I stood silently, breath shallow, fists clenched as I listened to her add, “A person brought me the files. Someone showed me the photos. A person who became interested in your background and did the research. I couldn't believe what I read. What I
saw.
I didn't
want
to believe.
“You did illegal things in my country. And in Nicaragua, too. Unthinkable things. The worst, though, was what you did to a man named Don Blas Diego.” Her voice became harsh, emotional and accusatory, as she added, “You knew. You
had
to know who that kind and decent man was. You knew that Don Blas was my—”
I interrupted. I had to interrupt because I couldn't allow her to finish. “At the time,” I said, “I
didn't
know who he was. And for a long time afterward. I swear it.
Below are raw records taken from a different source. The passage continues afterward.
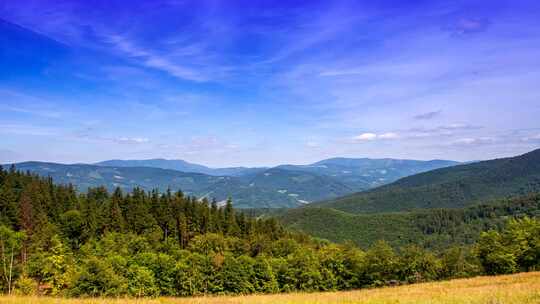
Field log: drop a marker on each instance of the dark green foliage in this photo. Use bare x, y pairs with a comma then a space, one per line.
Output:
452, 187
432, 228
146, 244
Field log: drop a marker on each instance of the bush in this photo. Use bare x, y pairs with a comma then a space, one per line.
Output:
26, 286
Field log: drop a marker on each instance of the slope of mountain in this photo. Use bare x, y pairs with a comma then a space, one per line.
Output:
364, 173
282, 186
179, 165
273, 189
357, 174
451, 187
429, 227
299, 184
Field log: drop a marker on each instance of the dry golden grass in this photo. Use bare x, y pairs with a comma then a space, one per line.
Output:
512, 289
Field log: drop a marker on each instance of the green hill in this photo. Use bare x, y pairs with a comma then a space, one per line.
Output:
436, 228
452, 187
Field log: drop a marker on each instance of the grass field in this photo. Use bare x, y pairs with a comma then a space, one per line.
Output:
511, 289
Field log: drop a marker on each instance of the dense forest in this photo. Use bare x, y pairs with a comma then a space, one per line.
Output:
428, 228
451, 187
56, 241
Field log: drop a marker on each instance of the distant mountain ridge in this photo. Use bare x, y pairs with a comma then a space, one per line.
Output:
450, 187
179, 165
282, 186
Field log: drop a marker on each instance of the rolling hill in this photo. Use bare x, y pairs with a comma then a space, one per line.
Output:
356, 174
283, 186
366, 173
273, 189
434, 228
179, 165
451, 187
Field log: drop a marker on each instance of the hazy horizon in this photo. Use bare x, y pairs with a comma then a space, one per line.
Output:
261, 84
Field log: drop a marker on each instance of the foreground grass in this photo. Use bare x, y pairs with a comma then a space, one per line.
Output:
511, 289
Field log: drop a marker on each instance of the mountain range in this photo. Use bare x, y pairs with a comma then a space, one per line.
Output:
283, 186
434, 208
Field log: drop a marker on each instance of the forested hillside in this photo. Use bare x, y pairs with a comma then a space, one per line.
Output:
431, 228
452, 187
280, 187
56, 241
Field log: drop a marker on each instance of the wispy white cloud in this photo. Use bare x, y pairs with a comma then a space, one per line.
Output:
131, 140
373, 136
428, 115
150, 59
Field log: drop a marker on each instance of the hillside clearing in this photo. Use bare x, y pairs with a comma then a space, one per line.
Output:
510, 289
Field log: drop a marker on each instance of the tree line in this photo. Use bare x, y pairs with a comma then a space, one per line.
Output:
56, 241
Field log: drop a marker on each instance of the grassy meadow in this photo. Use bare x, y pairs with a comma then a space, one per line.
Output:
508, 289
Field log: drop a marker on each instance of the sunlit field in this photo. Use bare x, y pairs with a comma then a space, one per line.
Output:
509, 289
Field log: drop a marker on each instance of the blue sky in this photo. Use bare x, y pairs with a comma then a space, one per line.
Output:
228, 83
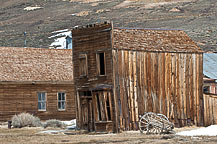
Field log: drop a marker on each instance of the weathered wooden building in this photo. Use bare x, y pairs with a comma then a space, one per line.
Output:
120, 73
210, 73
37, 81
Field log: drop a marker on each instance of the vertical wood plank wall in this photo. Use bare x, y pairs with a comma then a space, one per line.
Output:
168, 83
210, 109
18, 98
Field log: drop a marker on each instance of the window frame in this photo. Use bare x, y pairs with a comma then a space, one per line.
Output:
98, 63
61, 101
83, 56
42, 101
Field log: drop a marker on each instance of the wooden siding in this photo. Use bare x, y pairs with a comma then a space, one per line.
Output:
90, 41
210, 109
168, 83
17, 98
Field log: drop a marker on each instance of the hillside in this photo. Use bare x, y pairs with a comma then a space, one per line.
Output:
39, 18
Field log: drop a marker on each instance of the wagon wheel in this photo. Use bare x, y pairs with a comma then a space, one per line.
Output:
149, 122
168, 126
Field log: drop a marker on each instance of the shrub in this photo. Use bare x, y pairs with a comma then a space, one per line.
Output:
54, 123
25, 119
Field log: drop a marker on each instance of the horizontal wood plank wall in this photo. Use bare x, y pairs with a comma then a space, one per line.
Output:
18, 98
210, 109
167, 83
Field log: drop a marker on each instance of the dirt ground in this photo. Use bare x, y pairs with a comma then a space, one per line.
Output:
39, 18
34, 135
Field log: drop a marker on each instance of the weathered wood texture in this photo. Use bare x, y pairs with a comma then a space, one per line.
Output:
18, 98
210, 109
90, 41
168, 83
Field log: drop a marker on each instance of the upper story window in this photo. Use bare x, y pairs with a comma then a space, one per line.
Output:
61, 101
83, 65
41, 101
100, 59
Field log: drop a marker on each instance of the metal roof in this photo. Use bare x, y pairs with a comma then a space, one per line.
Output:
210, 65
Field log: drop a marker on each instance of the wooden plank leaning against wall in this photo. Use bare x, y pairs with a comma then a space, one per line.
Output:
160, 82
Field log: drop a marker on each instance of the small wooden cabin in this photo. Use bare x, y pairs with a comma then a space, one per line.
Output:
37, 81
120, 73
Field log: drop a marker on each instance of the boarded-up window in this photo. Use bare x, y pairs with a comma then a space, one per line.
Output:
61, 101
83, 65
102, 106
100, 58
41, 101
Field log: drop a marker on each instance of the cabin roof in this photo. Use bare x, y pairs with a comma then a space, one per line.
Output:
35, 64
154, 40
210, 65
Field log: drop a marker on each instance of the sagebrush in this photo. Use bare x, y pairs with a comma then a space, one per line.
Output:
24, 120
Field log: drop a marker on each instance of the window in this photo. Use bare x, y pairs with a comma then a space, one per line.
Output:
100, 58
83, 65
61, 101
206, 89
41, 101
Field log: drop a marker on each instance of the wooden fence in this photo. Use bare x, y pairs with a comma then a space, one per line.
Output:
210, 109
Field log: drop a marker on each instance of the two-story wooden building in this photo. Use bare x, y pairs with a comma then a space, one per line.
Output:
37, 81
120, 73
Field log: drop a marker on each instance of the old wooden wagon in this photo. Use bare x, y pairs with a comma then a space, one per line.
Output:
37, 81
120, 73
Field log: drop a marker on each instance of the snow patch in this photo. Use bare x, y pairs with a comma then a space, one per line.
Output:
207, 131
72, 122
32, 8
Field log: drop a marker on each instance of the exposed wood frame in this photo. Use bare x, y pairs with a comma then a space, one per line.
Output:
83, 72
58, 101
98, 63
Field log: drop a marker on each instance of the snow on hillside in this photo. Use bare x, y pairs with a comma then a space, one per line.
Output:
60, 38
207, 131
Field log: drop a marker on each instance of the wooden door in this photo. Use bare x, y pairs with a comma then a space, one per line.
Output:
87, 114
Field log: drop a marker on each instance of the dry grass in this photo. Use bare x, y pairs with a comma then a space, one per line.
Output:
33, 135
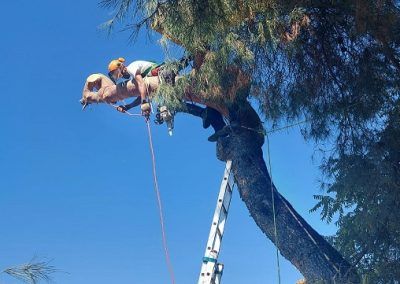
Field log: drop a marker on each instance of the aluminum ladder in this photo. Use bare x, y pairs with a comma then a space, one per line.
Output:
211, 270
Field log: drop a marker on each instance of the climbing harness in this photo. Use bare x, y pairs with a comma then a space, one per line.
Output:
164, 115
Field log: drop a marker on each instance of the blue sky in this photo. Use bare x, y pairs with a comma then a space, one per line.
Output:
76, 187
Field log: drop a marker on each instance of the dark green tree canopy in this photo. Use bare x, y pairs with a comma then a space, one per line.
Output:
333, 64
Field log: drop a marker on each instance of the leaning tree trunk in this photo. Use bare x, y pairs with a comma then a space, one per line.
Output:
308, 251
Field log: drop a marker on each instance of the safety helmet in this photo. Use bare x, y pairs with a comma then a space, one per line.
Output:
115, 64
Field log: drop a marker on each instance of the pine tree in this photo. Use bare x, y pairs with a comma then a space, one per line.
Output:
334, 64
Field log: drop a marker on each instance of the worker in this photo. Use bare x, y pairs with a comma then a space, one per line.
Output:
136, 71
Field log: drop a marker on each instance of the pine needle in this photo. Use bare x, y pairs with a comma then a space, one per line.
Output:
32, 272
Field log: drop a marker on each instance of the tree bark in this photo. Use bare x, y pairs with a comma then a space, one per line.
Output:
298, 242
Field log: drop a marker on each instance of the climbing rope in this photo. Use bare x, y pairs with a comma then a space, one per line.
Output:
274, 214
160, 211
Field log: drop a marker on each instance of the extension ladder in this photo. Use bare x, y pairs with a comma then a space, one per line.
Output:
211, 271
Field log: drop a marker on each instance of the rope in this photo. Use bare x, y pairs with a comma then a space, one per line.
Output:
161, 215
274, 214
159, 203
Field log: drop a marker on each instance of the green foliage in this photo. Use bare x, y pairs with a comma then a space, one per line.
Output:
335, 64
32, 272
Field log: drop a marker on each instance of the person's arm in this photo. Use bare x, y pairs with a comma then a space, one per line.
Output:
127, 107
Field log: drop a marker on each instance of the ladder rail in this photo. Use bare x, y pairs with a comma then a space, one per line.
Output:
211, 271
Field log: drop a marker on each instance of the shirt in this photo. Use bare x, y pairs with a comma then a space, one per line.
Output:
140, 67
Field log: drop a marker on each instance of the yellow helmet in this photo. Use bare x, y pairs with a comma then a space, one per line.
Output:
115, 64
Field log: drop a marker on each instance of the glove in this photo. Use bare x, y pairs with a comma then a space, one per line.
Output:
145, 107
122, 108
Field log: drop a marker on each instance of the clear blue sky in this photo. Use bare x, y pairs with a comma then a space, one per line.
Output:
76, 187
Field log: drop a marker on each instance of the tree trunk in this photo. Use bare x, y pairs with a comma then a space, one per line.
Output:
308, 251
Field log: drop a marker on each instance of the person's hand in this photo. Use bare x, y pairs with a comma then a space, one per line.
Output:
146, 108
122, 108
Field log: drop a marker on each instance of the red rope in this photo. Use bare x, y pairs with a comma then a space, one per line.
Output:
164, 238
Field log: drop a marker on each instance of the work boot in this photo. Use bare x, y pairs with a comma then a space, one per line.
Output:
212, 117
220, 133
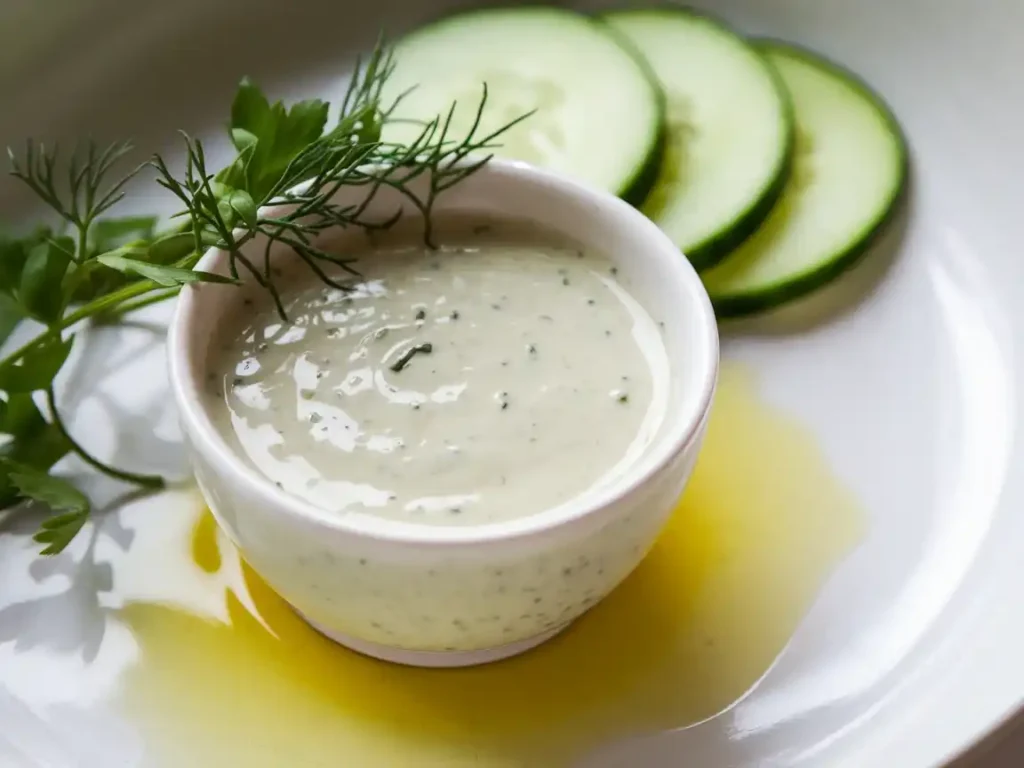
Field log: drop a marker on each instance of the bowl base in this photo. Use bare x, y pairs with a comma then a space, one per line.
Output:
433, 658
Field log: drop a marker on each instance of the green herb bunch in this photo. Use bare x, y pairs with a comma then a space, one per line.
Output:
93, 265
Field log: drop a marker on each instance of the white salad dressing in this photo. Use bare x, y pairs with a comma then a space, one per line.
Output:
501, 375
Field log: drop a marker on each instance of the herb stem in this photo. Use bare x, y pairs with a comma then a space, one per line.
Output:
143, 301
408, 355
93, 307
154, 482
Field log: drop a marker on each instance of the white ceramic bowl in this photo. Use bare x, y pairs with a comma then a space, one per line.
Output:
451, 596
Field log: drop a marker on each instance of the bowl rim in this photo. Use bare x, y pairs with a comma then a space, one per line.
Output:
208, 441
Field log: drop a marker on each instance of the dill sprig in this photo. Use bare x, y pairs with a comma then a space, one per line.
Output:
282, 185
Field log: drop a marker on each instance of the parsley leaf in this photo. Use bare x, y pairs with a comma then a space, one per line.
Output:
56, 494
268, 137
36, 370
163, 275
40, 291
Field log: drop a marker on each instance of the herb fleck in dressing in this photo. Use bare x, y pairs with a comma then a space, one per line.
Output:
412, 397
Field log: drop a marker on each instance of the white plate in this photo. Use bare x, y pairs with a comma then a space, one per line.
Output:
910, 650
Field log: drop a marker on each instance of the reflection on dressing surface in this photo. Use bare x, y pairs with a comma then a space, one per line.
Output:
762, 525
442, 388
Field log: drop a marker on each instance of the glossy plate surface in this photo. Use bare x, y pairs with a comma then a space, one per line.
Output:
903, 645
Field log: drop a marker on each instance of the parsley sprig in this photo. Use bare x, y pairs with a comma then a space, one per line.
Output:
92, 266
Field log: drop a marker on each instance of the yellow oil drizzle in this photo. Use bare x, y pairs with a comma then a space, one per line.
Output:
761, 526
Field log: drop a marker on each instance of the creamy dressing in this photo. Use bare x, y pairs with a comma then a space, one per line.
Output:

I truly didn't know, not until much later.”
I did not add that Don Blas Diego had been neither a kind man nor a decent man. What good would it serve now, telling her the truth? To challenge her family memories?
On one level, I was pained that Pilar had been hurt. On another, I was shocked that those documents still existed. Supposedly, there had been only one file maintained on my activities: a book-sized dossier that, not so long ago, I had tossed into a driftwood fire after making an exchange with a friend on a deserted beach. I'd watched the pages burn and curl, feeling the first suggestion of freedom from a past that had consumed me. That such a file still existed in Masagua seemed illustrative of the chaos that was now crippling it.
Something else: Clearly, someone had chosen me as a personal project. Or a target. Had singled me out as the focus of a lot of deep digging and single-minded research. More troubling, that person necessarily had a first-rate intellect. They'd had to correctly reassemble a lot of convoluted links to find those files, and then unscramble or decode them.